Sophie Hall, Research Manager
With technology becoming integral to how we learn, Learning and Work Institute is partnering with Ufi VocTech Trust to identify key trends in the development, deployment and use of technology in adult learning.
As part of our multi-year partnership, questions were included in this year’s Adult Participation in Learning Survey to explore how adults use technology for learning, how this can support them to learn, and the kinds of technology they are comfortable using in their learning, work and wider life.
This blog explores the key takeaways from these questions and their implications for supporting adults into learning and work.
1) Most current and recent learners have used technology as part of their learning
Almost all adults (95 per cent) who had learned during the last three years had used technology while learning. This finding is consistent with the results from the wider survey, which shows an increase in online learning year-on-year, particularly since the Coronavirus pandemic.
However, the types of technology used by adults varied widely. The most common uses of technology were watching online videos (46 per cent), completing online assessments (40 per cent), and sending and receiving emails (38 per cent).
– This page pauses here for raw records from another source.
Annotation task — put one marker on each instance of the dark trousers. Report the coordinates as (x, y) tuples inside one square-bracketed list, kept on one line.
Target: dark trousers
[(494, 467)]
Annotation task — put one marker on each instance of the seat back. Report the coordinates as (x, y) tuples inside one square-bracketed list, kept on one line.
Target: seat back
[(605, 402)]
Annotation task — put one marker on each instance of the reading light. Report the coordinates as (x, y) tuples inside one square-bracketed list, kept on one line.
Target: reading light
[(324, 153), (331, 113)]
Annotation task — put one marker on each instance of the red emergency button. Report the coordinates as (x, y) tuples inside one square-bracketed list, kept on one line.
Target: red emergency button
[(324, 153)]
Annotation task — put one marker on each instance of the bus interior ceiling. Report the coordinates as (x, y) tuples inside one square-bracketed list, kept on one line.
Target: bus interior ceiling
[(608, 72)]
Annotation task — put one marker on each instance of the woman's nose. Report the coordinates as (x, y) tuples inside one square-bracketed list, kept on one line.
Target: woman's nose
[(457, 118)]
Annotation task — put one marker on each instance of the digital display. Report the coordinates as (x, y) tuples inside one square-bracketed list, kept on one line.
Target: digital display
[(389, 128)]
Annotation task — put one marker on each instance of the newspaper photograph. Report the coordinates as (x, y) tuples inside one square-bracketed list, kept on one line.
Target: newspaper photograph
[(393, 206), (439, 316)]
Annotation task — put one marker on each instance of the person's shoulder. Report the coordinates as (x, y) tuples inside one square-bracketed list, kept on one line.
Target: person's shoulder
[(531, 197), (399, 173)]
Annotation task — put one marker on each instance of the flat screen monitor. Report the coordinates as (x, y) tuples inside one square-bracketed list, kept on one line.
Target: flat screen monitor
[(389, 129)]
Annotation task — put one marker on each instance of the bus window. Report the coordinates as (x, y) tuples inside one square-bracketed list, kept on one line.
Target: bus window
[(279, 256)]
Fewer had used more formal learning technologies such as video calls/webinars (35 per cent) or online learning platforms (33 per cent), perhaps owing to the high proportion of survey respondents learning for leisure and learning independently.
2) Many adults lack confidence using technology for learning or work
Despite the high proportion of adults using technology while learning, the survey reveals a lack of confidence using technology to learn and work. When it comes to commonplace technologies such as email, smartphones, laptops/desktop computers and online search engines, adults say they are more confident using these in their everyday lives than for learning or work. For example, while 69 per cent of adults say they are confident using email in their everyday life, this decreases to 58 per cent who are confident using email for work and 56 per cent who are confident using email for learning.
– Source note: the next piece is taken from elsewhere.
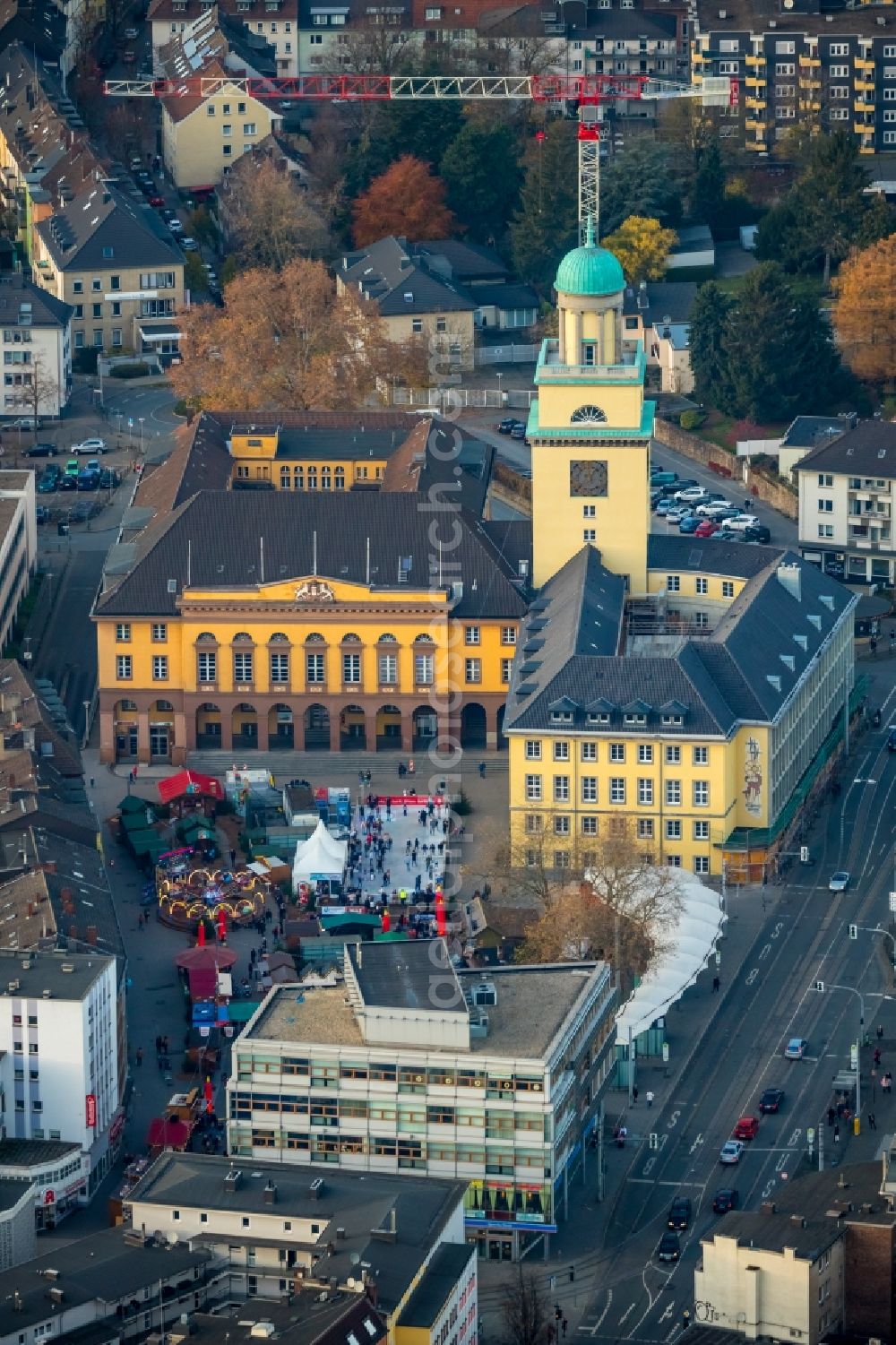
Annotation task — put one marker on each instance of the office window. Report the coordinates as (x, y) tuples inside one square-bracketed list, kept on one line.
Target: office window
[(207, 668)]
Confidence in using technologies more specific to learning and work is also low; just two in five adults are confident in joining video meetings for work (40 per cent) or learning (39 per cent), while only three in ten (31 per cent) are confident using online platforms to learn. This is concerning, given that these technologies have become embedded in learning and work settings since the Coronavirus pandemic.
Adults who we know from the wider survey are least likely to say they have taken part in learning are also most likely to indicate they lack confidence in using technology for learning and work. This includes older adults, those with low or no formal qualifications, people who are unemployed, and those in lower socio-economic grades.
A lack of confidence using technology can present barriers to accessing, succeeding and progressing in learning and employment. Structured support is therefore vital when introducing new technologies to work and learning settings, or when onboarding new learners or staff members, particularly for groups of adults most likely to experience barriers.
3) Technology can enable adults to learn and enhance their learning experience
Adults who had used technology to learn identified a range of benefits of doing so. These related to both enabling learning – for example, by making it easier to learn at home (48 per cent), at a convenient time (43 per cent) or at their own level and pace (40 per cent), and enhancing learning – for example, by making learning more interesting (29 per cent) and increasing adult’s confidence (25 per cent) and motivation (24 per cent) to learn.
Adults who had not used technology to learn in the last three years were less likely to identify potential benefits of using technology – 77 per cent identified at least one potential benefit, compared to 97 per cent of adults who had used technology to learn identifying at least one benefit of doing so. This demonstrates a need to proactively demonstrate and communicate the benefits of technology to engage more adults in learning.
4) Adults are beginning to engage with emerging technologies to learn
Emerging technologies offer exciting possibilities for engaging and supporting adults to learn. A considerable minority of survey respondents indicated that they had already engaged with AI (14 per cent) and virtual reality (VR) (9 per cent) as part of their learning. Men were more likely than women to say they have used both AI (17 per cent compared to 11 per cent) and VR (10 per cent compared to 8 per cent). It will be interesting to explore how these figures change over the next few years as these technologies become more established, and whether the benefits of these technologies are equally accessible to all.
Learning and Work Institute and Ufi VocTech Trust are currently developing a programme of place-based collaborations to support more adults into learning, and a grant call to support digital solutions to barriers to accessing learning. The findings from this survey offer important considerations for shaping this work and ensuring that digital solutions are well-designed and accessible.
We also plan to continue including these questions in the Participation in Learning Survey in future years, to track how engagement and confidence with technology is changing over time.